Apache Spark

So as part of the academic curriculum we just started re-exploring Apache Spark. It’s been one of the technology that I had long lost touch with. Ironical but true, in this age of big data and speed Spark was left somewhere way behind in my past projects working for Pitney Bowes.
History
Apache Spark was created in 2009 at UC Berkeley’s AMPLab as a research project led by Matei Zaharia. The goal was to overcome the limitations of Hadoop’s MapReduce, a popular but often slow data processing framework. MapReduce was designed for a linear workflow where each step reads data from a disk and writes the results back to a disk, which made it inefficient for tasks that require multiple passes over the same data, like machine learning algorithms.
Spark’s key innovation was the Resilient Distributed Dataset (RDD), a fault-tolerant collection of elements that can be processed in parallel. RDDs can be cached in memory, which significantly speeds up iterative computations and interactive queries by avoiding constant disk reads and writes. This in-memory processing is what makes Spark much faster than MapReduce.
In 2013, the project was donated to the Apache Software Foundation, and it has since become a top-level project with a massive global community of developers.
Purpose
The core purpose of Apache Spark is to provide a fast and unified engine for big data workloads. It can handle a wide variety of tasks, including:
- Batch Processing: Analyzing large amounts of static data (e.g., analyzing all sales data from the past year).

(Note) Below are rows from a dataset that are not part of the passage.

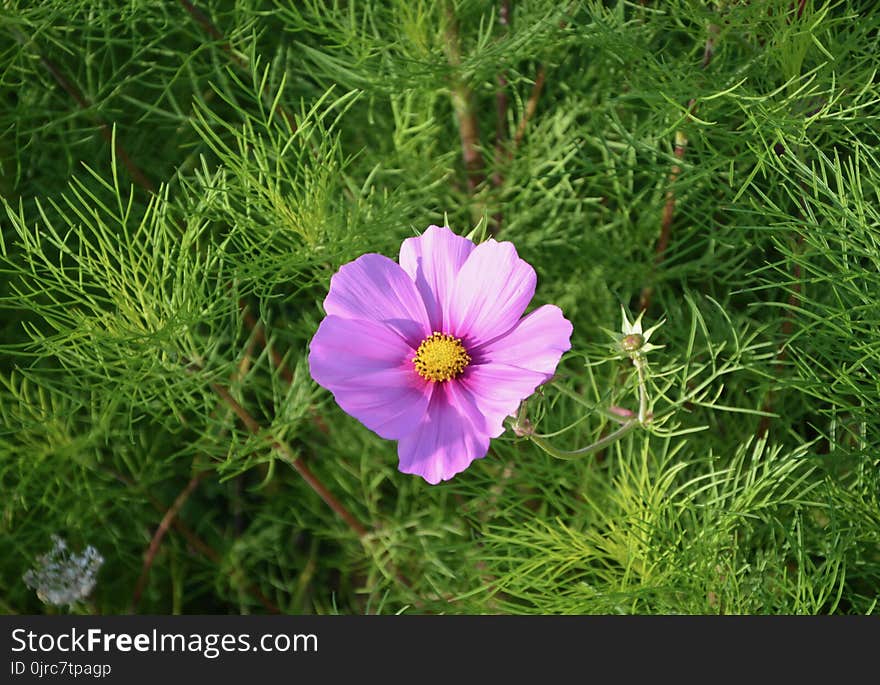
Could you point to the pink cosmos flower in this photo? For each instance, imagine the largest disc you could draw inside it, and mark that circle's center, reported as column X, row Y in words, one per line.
column 433, row 352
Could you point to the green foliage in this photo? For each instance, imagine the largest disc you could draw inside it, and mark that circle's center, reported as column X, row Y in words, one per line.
column 179, row 185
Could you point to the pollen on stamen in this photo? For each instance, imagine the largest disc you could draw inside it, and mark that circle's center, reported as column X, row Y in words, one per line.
column 441, row 357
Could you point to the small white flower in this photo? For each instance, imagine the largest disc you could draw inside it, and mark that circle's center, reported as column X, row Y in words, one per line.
column 633, row 341
column 62, row 577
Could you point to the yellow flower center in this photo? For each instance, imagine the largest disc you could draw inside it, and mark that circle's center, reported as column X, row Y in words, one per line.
column 441, row 357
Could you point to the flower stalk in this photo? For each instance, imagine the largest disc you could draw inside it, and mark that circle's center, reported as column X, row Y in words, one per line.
column 633, row 343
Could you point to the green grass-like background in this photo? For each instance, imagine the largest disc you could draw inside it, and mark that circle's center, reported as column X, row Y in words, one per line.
column 180, row 180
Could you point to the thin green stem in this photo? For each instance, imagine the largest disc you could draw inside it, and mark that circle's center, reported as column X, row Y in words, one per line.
column 589, row 449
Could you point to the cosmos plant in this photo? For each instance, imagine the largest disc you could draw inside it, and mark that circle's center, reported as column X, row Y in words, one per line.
column 434, row 352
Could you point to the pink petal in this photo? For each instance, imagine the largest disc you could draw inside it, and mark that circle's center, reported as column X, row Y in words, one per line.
column 369, row 370
column 493, row 289
column 374, row 288
column 536, row 343
column 444, row 442
column 433, row 260
column 497, row 390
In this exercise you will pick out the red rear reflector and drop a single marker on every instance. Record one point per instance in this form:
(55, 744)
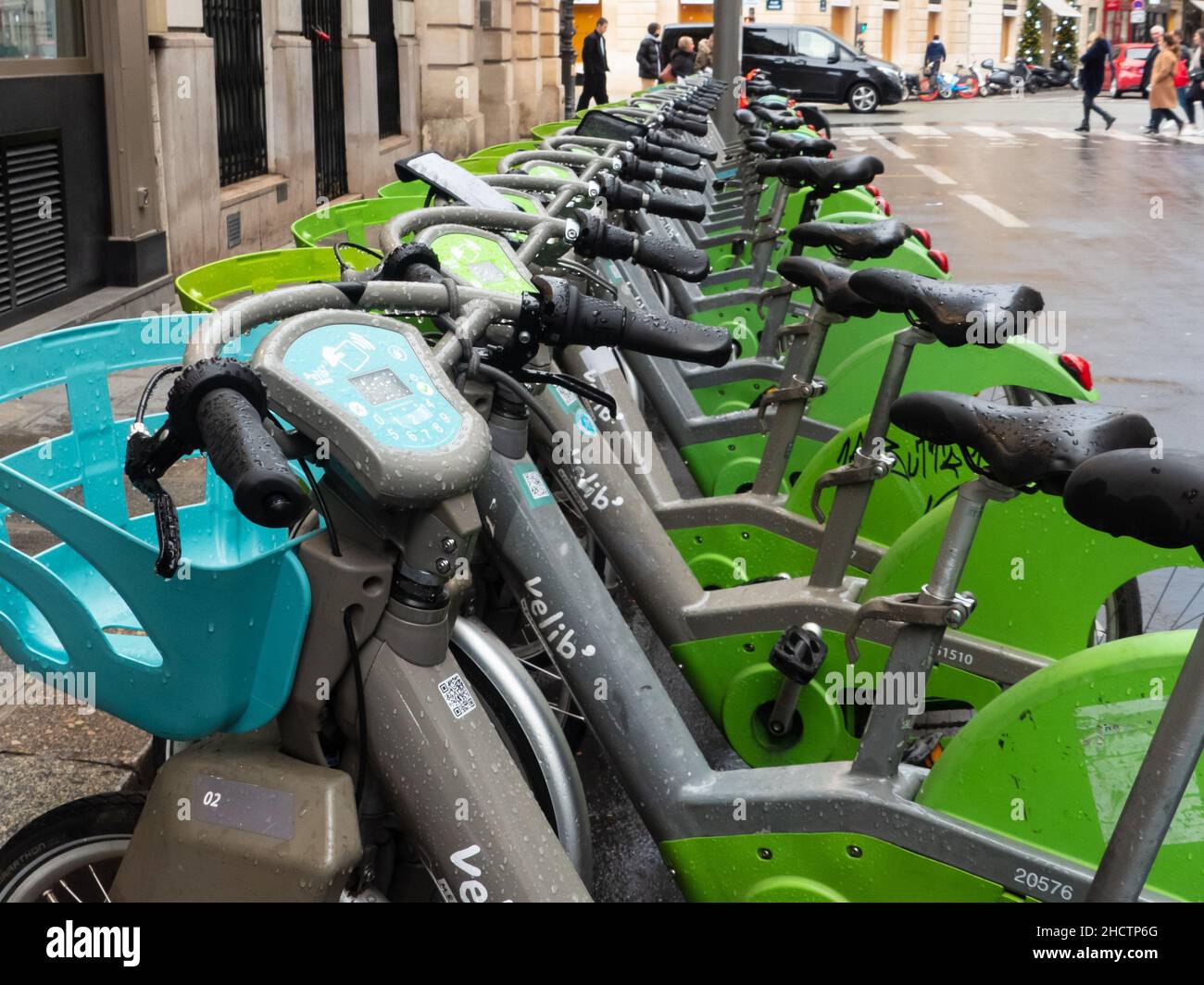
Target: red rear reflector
(1078, 368)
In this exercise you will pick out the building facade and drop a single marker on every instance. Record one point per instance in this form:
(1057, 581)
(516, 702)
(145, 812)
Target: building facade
(144, 137)
(897, 31)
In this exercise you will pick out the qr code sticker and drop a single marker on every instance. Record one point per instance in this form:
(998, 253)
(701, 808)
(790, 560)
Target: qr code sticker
(458, 696)
(536, 485)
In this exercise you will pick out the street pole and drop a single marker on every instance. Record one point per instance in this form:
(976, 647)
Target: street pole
(729, 37)
(567, 56)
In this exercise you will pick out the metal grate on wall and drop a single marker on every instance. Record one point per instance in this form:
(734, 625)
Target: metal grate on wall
(384, 34)
(237, 31)
(321, 22)
(32, 219)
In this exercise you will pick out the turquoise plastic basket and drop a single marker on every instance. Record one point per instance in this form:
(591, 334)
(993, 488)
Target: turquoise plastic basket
(181, 657)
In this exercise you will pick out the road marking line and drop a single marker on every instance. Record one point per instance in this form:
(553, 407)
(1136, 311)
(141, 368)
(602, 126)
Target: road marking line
(898, 152)
(990, 131)
(992, 211)
(1130, 137)
(1052, 134)
(928, 171)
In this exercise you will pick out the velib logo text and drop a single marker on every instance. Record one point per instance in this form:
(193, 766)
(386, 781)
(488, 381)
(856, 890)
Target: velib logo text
(112, 943)
(20, 688)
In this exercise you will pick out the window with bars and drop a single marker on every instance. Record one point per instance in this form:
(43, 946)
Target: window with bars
(383, 31)
(32, 220)
(237, 31)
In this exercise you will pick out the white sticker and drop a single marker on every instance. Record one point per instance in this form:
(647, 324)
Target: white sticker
(1114, 740)
(458, 696)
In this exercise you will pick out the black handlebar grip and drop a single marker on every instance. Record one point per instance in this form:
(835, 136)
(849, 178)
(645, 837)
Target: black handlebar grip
(675, 177)
(245, 455)
(663, 140)
(655, 152)
(677, 122)
(671, 256)
(675, 208)
(677, 339)
(573, 318)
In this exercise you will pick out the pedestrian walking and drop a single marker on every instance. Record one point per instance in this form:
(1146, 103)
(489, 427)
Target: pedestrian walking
(1181, 81)
(682, 60)
(1156, 32)
(595, 67)
(934, 56)
(648, 58)
(1091, 79)
(1195, 79)
(1162, 86)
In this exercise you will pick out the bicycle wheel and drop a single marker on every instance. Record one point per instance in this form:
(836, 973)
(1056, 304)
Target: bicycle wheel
(70, 854)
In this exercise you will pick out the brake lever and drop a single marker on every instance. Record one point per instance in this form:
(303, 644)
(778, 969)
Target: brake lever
(571, 383)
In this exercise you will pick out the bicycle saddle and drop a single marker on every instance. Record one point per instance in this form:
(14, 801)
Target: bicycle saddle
(959, 315)
(779, 118)
(1131, 493)
(829, 283)
(825, 176)
(1022, 445)
(854, 241)
(796, 143)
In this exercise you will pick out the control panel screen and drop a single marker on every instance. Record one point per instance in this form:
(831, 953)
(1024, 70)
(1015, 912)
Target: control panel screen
(381, 387)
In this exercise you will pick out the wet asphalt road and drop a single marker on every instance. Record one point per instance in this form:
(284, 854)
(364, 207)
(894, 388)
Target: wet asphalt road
(1109, 231)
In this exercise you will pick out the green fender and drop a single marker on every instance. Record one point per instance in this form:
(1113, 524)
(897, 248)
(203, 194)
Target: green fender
(966, 369)
(1038, 576)
(1050, 761)
(818, 867)
(356, 221)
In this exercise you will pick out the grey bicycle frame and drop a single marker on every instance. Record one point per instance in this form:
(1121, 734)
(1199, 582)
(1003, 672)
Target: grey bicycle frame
(445, 772)
(673, 787)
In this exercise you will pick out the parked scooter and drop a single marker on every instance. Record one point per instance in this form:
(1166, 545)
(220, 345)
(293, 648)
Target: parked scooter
(1003, 80)
(1058, 75)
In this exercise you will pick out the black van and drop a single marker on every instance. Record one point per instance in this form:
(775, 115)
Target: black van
(810, 59)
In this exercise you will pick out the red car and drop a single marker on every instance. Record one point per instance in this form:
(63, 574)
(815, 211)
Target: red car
(1130, 64)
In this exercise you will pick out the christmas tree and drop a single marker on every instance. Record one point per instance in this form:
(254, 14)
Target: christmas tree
(1066, 37)
(1028, 48)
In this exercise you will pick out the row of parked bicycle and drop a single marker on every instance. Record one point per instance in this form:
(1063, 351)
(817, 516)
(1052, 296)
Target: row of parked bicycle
(901, 577)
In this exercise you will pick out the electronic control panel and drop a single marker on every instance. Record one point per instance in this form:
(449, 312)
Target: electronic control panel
(370, 387)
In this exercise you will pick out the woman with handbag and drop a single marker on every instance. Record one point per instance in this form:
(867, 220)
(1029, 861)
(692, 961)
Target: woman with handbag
(681, 61)
(1162, 87)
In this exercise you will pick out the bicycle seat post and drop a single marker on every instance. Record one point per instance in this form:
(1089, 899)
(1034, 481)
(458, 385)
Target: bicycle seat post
(915, 647)
(871, 459)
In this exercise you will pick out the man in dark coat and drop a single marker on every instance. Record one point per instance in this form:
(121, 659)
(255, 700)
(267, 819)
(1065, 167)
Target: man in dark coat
(1091, 79)
(934, 56)
(595, 67)
(1156, 32)
(648, 58)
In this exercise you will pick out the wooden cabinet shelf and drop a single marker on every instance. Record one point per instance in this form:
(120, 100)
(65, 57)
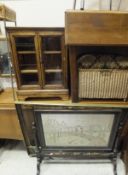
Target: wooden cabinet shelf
(53, 70)
(25, 71)
(26, 52)
(39, 59)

- Real-time Stream Processing: Analyzing data as it’s generated (e.g., monitoring a live feed of social media posts).
- Machine Learning: Training and running machine learning models on vast datasets.
- SQL Queries: Performing structured data analysis using a familiar language (SQL).
- Graph Processing: Analyzing network-like data, such as social connections.
Spark’s power lies in its ability to do all these things on a single, unified platform, eliminating the need to use separate tools for different tasks. It can run on a variety of cluster managers like Hadoop YARN, Apache Mesos, or Kubernetes, and can read data from a multitude of sources, including local files, Amazon S3, and HDFS.
Example
import requests
from pyspark.sql import SparkSession
from pyspark.sql.functions import col, explode, split, lower, regexp_replace, length
# 1. Fetch the content from a URL using a separate library
url = "https://cloud.google.com/learn/what-is-artificial-intelligence"
try:
response = requests.get(url, timeout=10)
response.raise_for_status() # This will raise an HTTPError if the response was an error
url_content = response.text
except requests.exceptions.RequestException as e:
print(f"Error fetching URL: {e}")
url_content = ""
# 2. Create a SparkSession
spark = SparkSession.builder.appName("CountWordsFromURL").getOrCreate()
# 3. Create a DataFrame with the fetched content
data = [(url_content,)]
df = spark.createDataFrame(data, ["text_content"])
# 4. Use Spark to process the text
words = df.select(explode(split(df.text_content, "\\s+")).alias("word"))
cleaned_words = words.withColumn("word", col("word").cast("string")) \
.withColumn("word", regexp_replace(col("word"), "[^a-zA-Z]", "")) \
.filter(length(col("word")) > 0) \
.withColumn("word", lower(col("word")))
# 5. Count the occurrences of "ai"
ai_count = cleaned_words.filter(col("word") == "ai").count()
# 6. Print the result
print(f"The word 'AI' appears {ai_count} times on the page.")
# 7. Stop the SparkSession
spark.stop()
Console output
25/09/14 12:38:18 WARN Utils: Your hostname, Samarthya resolves to a loopback address: 127.0.1.1; using 10.255.255.254 instead (on interface lo)
25/09/14 12:38:18 WARN Utils: Set SPARK_LOCAL_IP if you need to bind to another address
Setting default log level to "WARN".
To adjust logging level use sc.setLogLevel(newLevel). For SparkR, use setLogLevel(newLevel).
25/09/14 12:38:18 WARN NativeCodeLoader: Unable to load native-hadoop library for your platform... using builtin-java classes where applicable
25/09/14 12:38:19 WARN Utils: Service 'SparkUI' could not bind on port 4040. Attempting port 4041.
25/09/14 12:38:22 WARN TaskSetManager: Stage 0 contains a task of very large size (1946 KiB). The maximum recommended task size is 1000 KiB.
The word 'AI' appears 228 times on the page.